The optimal approach for behavioral health applications typically involves selective optimization—implementing efficient mixing algorithms while preserving all clinically relevant audio, even at the cost of some additional CPU usage.

Uplink Asymmetry: The Mobile Bottleneck

The bandwidth asymmetry problem becomes particularly severe for mobile participants. While home broadband connections typically offer adequate download speeds, mobile connections often have significantly constrained upload bandwidth, especially in areas with poor cellular coverage — precisely where many therapy clients live.

A therapy client joining from their smartphone on a marginal LTE connection might have 10 Mbps download available but only 2-3 Mbps upload. In a six-person session, they need to upload their own 1.5 Mbps video stream while downloading five incoming streams totaling 7.5 Mbps. The download side works, but their upload bandwidth is adequate with little room for quality spikes or network congestion.

The situation worsens when we consider that WebRTC’s congestion control algorithm prioritizes maintaining connection stability over video quality. When the system detects bandwidth constraints, it begins aggressively reducing video resolution and frame rate. For a mobile participant with constrained upload, this means their video feed degrades significantly, impacting their ability to establish therapeutic rapport through visual connection.

Moreover, mobile devices introduce additional constraints beyond bandwidth.
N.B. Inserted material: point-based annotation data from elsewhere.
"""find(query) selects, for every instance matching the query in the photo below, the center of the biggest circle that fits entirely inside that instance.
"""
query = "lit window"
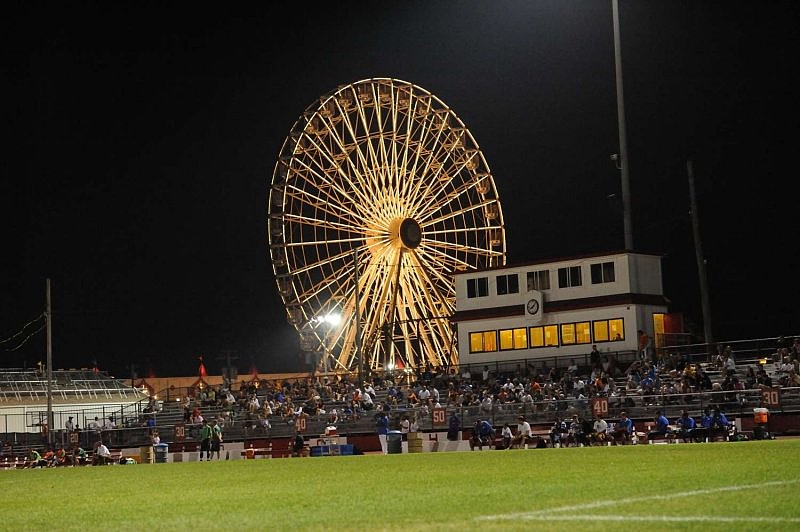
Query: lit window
(602, 272)
(570, 276)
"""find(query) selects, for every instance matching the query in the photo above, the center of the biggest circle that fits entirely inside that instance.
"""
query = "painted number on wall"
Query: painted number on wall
(600, 406)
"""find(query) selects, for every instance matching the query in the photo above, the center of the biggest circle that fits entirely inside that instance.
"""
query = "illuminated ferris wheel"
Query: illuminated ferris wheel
(379, 195)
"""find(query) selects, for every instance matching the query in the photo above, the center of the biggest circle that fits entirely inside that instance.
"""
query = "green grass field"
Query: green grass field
(721, 486)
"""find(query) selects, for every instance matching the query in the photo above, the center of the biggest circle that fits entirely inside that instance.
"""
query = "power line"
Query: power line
(20, 332)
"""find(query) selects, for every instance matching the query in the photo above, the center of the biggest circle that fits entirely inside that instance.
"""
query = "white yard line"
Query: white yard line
(550, 513)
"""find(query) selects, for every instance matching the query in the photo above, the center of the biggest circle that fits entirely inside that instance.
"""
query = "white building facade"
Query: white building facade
(559, 308)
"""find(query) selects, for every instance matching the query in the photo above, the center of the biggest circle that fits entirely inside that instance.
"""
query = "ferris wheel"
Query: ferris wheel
(380, 194)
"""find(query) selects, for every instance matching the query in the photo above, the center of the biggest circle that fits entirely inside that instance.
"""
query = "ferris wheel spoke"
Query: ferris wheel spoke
(365, 161)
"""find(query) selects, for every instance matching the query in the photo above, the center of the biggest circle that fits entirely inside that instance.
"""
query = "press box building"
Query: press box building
(556, 308)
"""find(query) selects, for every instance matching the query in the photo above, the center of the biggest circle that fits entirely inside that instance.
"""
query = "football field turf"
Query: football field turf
(750, 485)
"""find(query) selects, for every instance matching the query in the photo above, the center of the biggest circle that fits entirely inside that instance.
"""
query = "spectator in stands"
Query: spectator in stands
(644, 345)
(414, 426)
(523, 436)
(728, 364)
(482, 434)
(599, 431)
(686, 425)
(382, 423)
(94, 425)
(405, 424)
(794, 351)
(623, 430)
(594, 357)
(466, 376)
(661, 427)
(216, 439)
(453, 427)
(718, 419)
(572, 369)
(205, 441)
(763, 380)
(298, 444)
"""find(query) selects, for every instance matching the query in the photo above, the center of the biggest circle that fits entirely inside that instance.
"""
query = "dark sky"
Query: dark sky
(140, 143)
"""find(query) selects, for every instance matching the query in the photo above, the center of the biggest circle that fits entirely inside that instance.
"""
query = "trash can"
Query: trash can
(146, 454)
(161, 453)
(394, 442)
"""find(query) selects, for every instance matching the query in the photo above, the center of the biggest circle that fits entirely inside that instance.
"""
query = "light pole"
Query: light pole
(623, 145)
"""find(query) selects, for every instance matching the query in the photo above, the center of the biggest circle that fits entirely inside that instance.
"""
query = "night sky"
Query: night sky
(140, 143)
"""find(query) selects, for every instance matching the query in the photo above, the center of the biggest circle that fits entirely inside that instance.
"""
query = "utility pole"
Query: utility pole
(48, 314)
(227, 357)
(701, 261)
(359, 354)
(623, 144)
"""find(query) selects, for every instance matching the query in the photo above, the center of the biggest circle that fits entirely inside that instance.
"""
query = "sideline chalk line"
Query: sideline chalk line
(549, 514)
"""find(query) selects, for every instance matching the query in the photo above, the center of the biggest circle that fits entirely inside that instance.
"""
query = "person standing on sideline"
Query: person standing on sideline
(644, 344)
(205, 441)
(453, 427)
(216, 439)
(383, 430)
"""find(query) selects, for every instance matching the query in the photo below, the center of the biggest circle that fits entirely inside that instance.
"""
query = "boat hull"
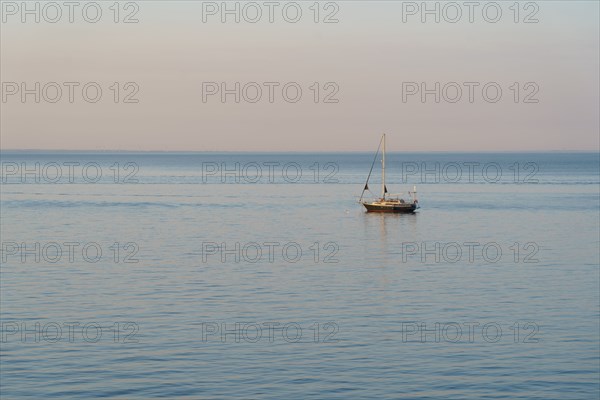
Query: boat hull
(406, 208)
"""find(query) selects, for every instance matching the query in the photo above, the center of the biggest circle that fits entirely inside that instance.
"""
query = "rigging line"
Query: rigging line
(372, 165)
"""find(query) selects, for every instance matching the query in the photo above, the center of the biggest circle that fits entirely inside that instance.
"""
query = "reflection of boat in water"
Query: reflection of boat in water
(388, 202)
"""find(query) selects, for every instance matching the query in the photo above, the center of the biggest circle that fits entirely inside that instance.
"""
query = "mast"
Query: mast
(383, 170)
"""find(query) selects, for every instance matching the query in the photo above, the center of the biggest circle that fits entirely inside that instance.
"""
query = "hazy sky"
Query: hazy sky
(371, 61)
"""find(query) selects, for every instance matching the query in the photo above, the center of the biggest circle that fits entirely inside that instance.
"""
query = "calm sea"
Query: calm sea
(221, 275)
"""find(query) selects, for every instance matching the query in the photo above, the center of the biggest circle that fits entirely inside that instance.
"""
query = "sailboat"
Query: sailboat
(388, 202)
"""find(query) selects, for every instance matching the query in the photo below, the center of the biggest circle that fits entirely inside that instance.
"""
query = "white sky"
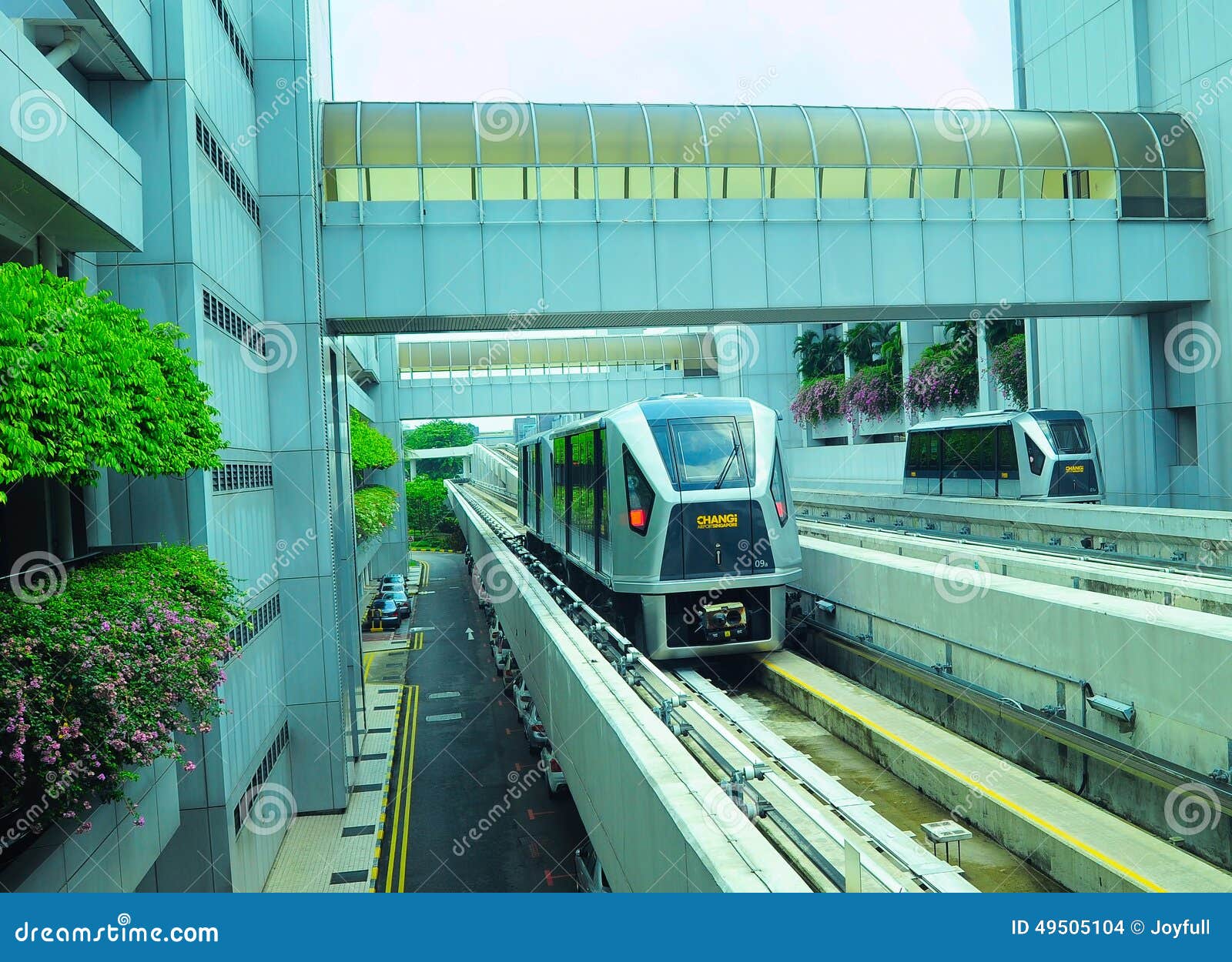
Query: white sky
(911, 53)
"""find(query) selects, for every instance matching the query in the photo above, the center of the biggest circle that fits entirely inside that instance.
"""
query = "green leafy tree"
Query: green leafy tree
(441, 433)
(819, 355)
(370, 449)
(86, 382)
(427, 506)
(875, 344)
(375, 508)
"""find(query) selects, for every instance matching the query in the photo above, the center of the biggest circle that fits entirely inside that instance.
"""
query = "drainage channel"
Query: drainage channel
(835, 838)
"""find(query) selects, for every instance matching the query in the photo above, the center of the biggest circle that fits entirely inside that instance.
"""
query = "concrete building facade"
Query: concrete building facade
(166, 153)
(1156, 385)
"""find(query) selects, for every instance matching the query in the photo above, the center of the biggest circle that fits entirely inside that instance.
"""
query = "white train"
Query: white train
(1036, 455)
(673, 516)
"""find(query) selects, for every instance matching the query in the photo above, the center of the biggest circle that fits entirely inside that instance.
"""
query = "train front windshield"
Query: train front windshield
(1067, 437)
(710, 453)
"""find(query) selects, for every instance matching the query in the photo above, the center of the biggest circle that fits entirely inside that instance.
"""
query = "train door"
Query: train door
(716, 508)
(1008, 484)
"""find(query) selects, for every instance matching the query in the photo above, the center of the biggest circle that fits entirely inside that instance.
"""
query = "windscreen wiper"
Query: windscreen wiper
(727, 466)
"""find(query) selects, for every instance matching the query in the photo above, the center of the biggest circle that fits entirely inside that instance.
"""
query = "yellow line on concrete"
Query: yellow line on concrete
(397, 803)
(410, 779)
(932, 759)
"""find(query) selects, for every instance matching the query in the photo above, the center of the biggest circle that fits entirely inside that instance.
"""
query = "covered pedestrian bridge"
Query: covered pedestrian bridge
(513, 215)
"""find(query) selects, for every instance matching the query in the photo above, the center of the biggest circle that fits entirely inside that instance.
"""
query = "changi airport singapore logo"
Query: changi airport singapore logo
(38, 115)
(1192, 346)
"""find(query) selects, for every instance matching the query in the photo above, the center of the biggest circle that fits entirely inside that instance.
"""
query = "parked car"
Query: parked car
(523, 697)
(386, 613)
(534, 730)
(400, 598)
(556, 783)
(588, 870)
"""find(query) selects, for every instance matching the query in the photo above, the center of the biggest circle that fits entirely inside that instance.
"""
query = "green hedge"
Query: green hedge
(86, 382)
(370, 449)
(375, 506)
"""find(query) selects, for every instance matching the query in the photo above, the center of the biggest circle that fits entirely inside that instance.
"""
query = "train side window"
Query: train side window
(1007, 453)
(915, 451)
(960, 449)
(986, 453)
(1034, 456)
(527, 484)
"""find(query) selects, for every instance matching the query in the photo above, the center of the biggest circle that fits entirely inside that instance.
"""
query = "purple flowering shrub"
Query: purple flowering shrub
(96, 680)
(819, 399)
(872, 393)
(1008, 367)
(942, 379)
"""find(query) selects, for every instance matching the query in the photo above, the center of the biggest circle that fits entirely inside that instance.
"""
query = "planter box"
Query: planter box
(893, 424)
(825, 430)
(936, 414)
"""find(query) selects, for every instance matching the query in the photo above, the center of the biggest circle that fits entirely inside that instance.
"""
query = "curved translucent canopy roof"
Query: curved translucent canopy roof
(685, 135)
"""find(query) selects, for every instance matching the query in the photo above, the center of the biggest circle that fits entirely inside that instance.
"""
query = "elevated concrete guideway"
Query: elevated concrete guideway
(786, 215)
(654, 817)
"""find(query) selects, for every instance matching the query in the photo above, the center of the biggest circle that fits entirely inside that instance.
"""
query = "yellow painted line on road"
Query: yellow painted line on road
(398, 792)
(410, 777)
(975, 783)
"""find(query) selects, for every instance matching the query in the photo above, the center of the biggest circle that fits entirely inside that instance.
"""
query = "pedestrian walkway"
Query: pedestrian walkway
(336, 853)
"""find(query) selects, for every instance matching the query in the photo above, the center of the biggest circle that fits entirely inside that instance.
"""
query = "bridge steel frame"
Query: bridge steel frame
(657, 820)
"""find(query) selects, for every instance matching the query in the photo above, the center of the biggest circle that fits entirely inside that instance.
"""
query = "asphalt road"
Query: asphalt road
(468, 810)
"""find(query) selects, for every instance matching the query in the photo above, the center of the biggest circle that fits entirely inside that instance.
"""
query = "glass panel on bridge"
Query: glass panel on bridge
(785, 137)
(838, 137)
(731, 135)
(338, 135)
(620, 135)
(507, 133)
(387, 135)
(1135, 141)
(515, 152)
(564, 135)
(1180, 142)
(891, 141)
(1038, 139)
(447, 132)
(677, 135)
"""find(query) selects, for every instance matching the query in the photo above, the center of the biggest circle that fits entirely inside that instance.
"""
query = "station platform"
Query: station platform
(1080, 844)
(467, 808)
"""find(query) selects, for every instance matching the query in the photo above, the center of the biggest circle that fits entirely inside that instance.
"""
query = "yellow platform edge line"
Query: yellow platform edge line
(975, 783)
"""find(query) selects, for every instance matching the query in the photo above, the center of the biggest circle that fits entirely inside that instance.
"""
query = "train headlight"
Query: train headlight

Smartphones must balance video encoding/decoding with battery consumption, thermal management, and other background processes. A six-person video call can drain a smartphone battery in 90 minutes and cause noticeable device heating. For therapy sessions that may last 60-90 minutes, this creates practical usability problems.

Research on mobile WebRTC performance shows that mobile platforms limit video resolution to 640×480 at 30fps even when cameras support higher resolutions, and iOS and Android behave similarly across performance characteristics. This limitation exists to balance quality with device capabilities, but it means mobile participants inherently operate at lower quality than desktop users, creating an unequal visual experience that can be therapeutically problematic.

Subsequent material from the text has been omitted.